Check and feel the dough as some flours absorb more water than others. You want a nice soft dough, not too sticky and not too dry). Best way to add more water is to dip your mixing hand in some water and give a few ‘pincer’ mixes. You can easily feel and tell the change in the dough. Cover and leave the ‘shaggy’ dough to rest for about 10 minutes. This step is important as is helps the flour absorb the water.
Then you do your first quick knead.
I do this inside the bowl by rubbing a little olive oil on the fingers of my kneading hand to prevent the dough sticking, then pulling the edge of the dough furthest away from me up and over to the edge nearest to me, then pressing down and stretching away with my fist. Then give a quarter turn and repeat. I keep doing this for about 20-30 seconds only. Try and get into a quick rhythm when you are doing this. Don't bash the dough about, just a smooth rhythmic action. (see pics below)
You should see the dough become noticeably smoother and forming a ball.
Flip the dough over so the smooth side is on top, cover and leave for 10 minutes.
Repeat this technique another two times.
Then cover the dough and leave in a warmish room (about 21-25*c) for about 1.5 to 2 hours or until it looks about doubled in size.
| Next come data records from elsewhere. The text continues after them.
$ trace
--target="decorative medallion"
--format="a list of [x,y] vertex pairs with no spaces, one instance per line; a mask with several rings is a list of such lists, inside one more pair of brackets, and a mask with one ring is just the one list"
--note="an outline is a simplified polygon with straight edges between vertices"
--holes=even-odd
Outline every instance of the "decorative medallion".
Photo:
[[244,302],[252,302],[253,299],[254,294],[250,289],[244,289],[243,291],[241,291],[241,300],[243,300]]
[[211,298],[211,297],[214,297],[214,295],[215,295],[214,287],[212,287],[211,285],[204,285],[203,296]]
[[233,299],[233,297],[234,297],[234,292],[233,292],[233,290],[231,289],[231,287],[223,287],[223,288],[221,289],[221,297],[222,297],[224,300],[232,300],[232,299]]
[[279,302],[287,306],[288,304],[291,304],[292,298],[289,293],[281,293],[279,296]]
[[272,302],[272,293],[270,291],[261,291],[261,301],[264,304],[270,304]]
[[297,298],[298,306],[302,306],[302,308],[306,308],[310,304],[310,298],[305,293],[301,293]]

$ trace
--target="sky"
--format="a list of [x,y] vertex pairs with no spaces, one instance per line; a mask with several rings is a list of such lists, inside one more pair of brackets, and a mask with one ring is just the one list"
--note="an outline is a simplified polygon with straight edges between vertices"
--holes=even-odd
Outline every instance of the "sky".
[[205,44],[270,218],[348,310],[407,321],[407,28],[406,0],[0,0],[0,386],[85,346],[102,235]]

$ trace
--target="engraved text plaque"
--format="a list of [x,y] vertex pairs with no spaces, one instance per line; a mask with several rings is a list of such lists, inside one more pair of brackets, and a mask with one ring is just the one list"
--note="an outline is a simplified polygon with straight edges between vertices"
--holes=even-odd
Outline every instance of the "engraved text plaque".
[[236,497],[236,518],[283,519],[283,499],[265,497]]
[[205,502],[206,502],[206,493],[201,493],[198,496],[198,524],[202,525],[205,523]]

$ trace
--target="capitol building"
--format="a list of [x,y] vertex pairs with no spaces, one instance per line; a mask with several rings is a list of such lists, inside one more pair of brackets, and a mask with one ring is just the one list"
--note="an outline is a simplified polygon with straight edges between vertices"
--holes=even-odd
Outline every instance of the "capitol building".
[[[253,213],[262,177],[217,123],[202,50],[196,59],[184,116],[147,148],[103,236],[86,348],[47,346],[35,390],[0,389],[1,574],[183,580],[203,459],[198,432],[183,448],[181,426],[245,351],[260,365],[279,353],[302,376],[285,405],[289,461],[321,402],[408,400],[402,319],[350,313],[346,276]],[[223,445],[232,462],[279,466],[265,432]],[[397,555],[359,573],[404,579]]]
When the dough looks puffed up and ‘airy’, gently tip out of the bowl onto a lightly floured surface. You can tell if it is ready when you are tipping it onto your surface as the dough will have a ‘spiders web’ appearance with lots of small holes. (see pic below)
This is where you shape your loaf for your 2lb loaf tin. As you become more experienced and confident you will be able to try more shapes, like a boule, batard or baton.
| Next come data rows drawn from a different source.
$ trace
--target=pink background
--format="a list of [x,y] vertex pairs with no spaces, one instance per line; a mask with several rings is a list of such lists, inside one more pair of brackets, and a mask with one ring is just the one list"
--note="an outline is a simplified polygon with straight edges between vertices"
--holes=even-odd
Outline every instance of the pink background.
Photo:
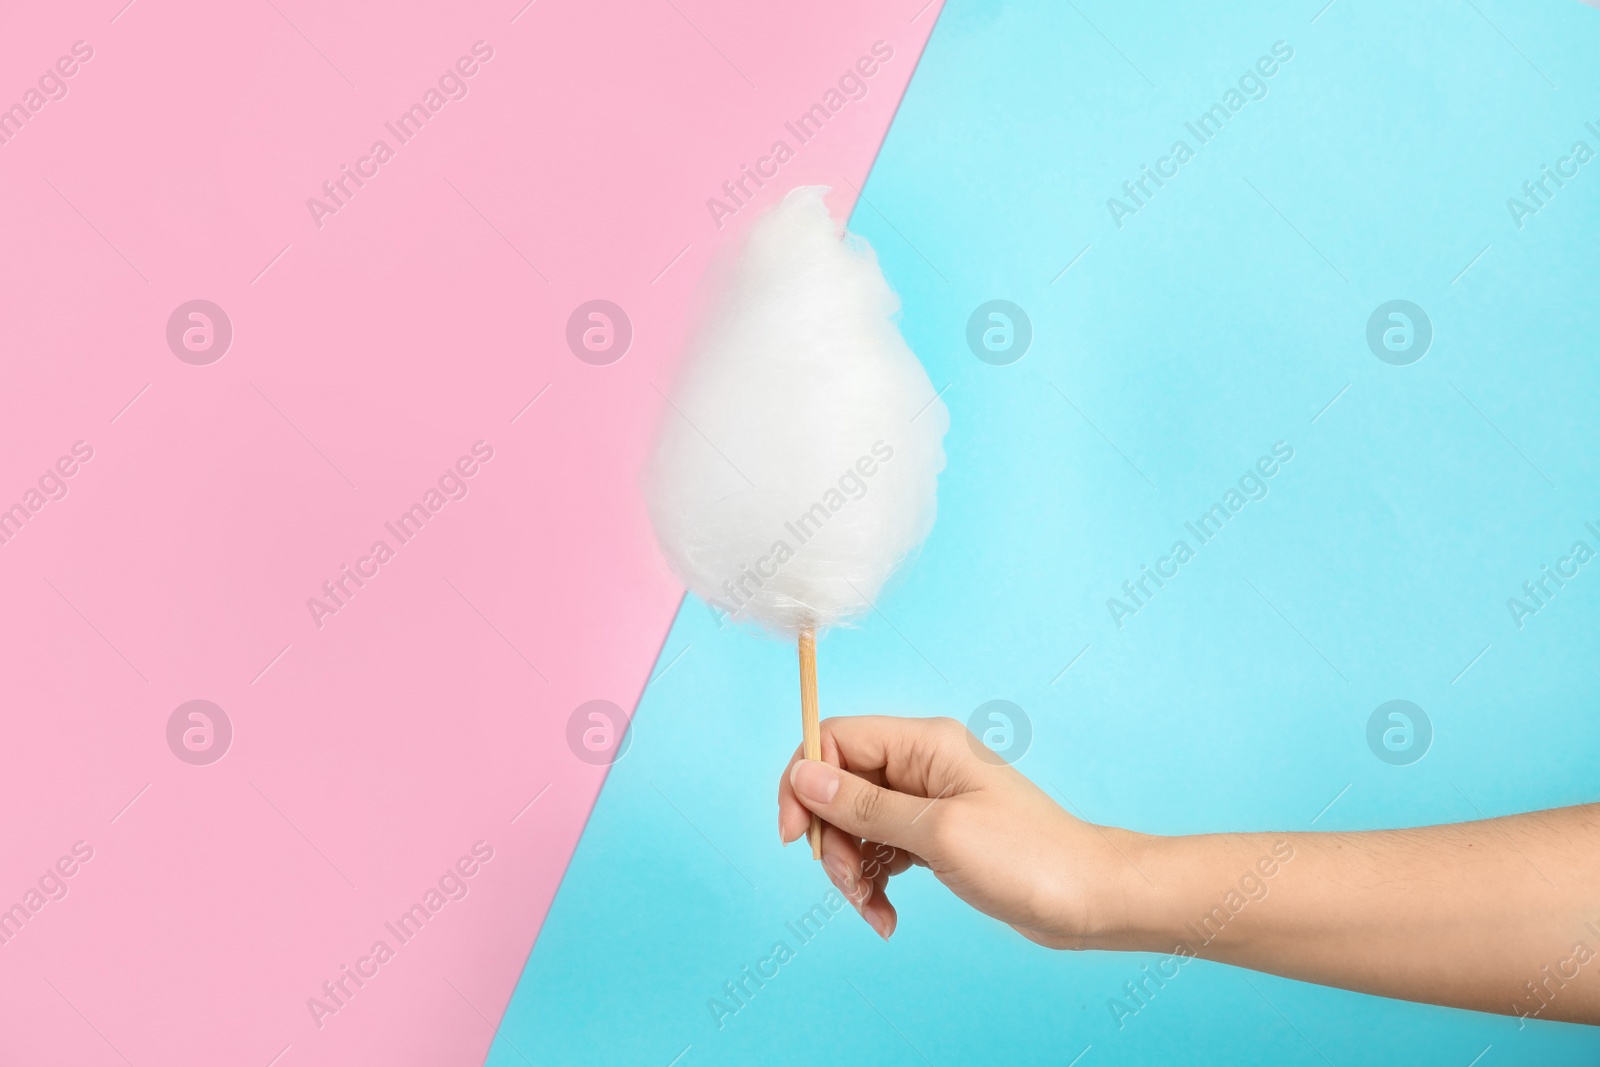
[[[749,218],[706,199],[881,39],[755,200],[824,182],[847,211],[938,13],[414,6],[0,13],[0,106],[94,49],[0,144],[0,507],[94,449],[0,545],[0,907],[93,849],[0,944],[0,1062],[482,1060],[604,777],[567,718],[634,706],[680,596],[634,486],[695,282]],[[399,146],[383,124],[479,40]],[[380,137],[318,228],[307,198]],[[234,330],[207,366],[165,339],[196,298]],[[565,343],[595,298],[633,323],[609,366]],[[398,546],[384,522],[479,440],[468,495]],[[319,629],[307,599],[378,538],[395,557]],[[194,699],[233,725],[208,766],[167,743]],[[307,998],[477,841],[468,895],[319,1029]]]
Lightly grease the inside of your loaf tin with butter and sprinkle with a little flour to coat the bottom and sides. Take the risen dough and flatten it into a rectangle a little less than the length of your tin. Roll it up tightly and place it seam side down in the tin, cover and leave to prove until the dough rises to the top of the tin.
Do not over prove at this point as you need the dough to still have a bit of life before going into the oven.
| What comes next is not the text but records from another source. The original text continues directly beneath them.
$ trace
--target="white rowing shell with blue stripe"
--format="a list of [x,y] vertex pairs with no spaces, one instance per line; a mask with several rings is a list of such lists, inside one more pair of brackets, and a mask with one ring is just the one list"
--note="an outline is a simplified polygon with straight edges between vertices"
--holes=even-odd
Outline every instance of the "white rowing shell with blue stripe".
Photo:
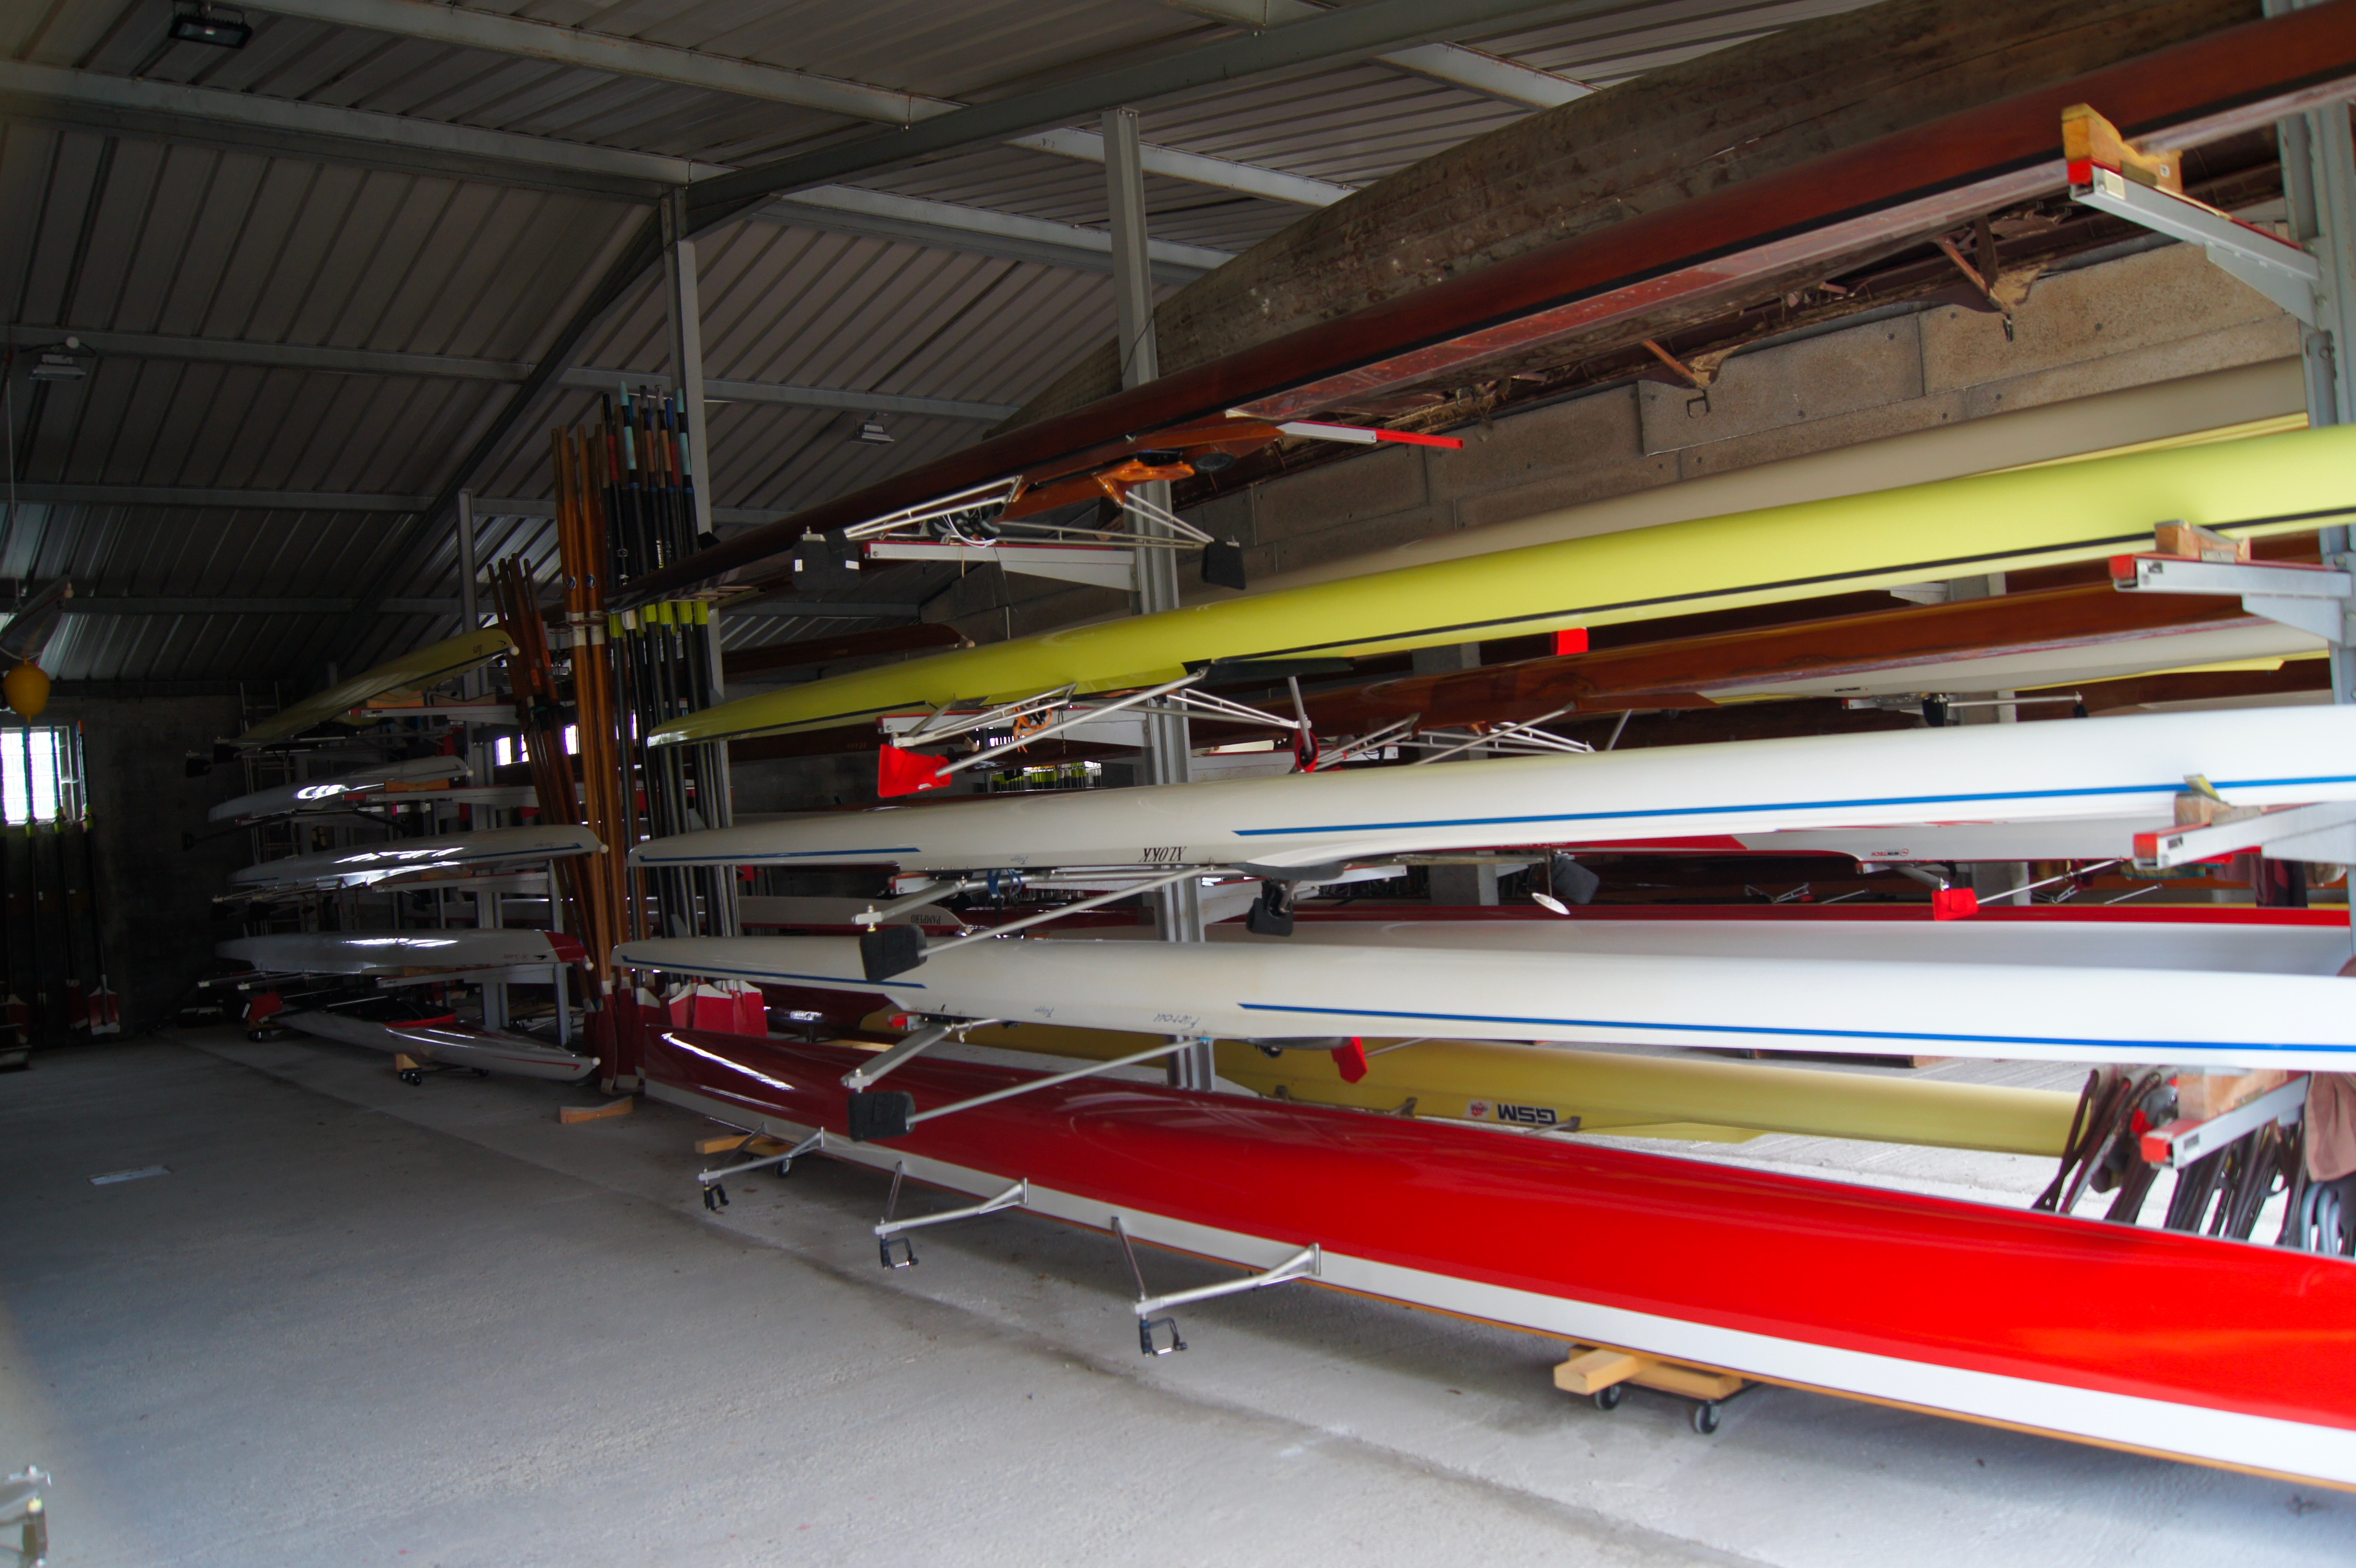
[[2356,983],[2308,974],[1009,938],[879,983],[848,937],[662,938],[614,956],[674,974],[881,993],[945,1017],[1222,1039],[2356,1067]]
[[2105,825],[2087,834],[2093,853],[2124,855],[2137,827],[2174,820],[2175,797],[2192,774],[2242,805],[2356,799],[2356,706],[1812,736],[885,807],[682,833],[640,844],[630,859],[904,871],[1280,868],[1496,844],[1914,823],[2087,820],[2091,828],[2094,819]]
If it rises too much at this stage it may collapse when baked, giving a dense, heavy loaf.
Preheat oven to 220*c/200*c.
Put a metal tin or tray in the bottom of the oven and fill with boiling water just before putting the bread in to bake. The steam produced helps with an excellent crust.
Now to score the dough which is important for the rise and look of the loaf when baking. Flour the top and using a sharp knife cut a slash down the centre or three diagonal cuts across the surface.
Bake for 35-40 minutes until the crust is a good colour and the base sounds hollow when tapped. Or the middle of the loaf registers about 93°C on an instant read thermometer.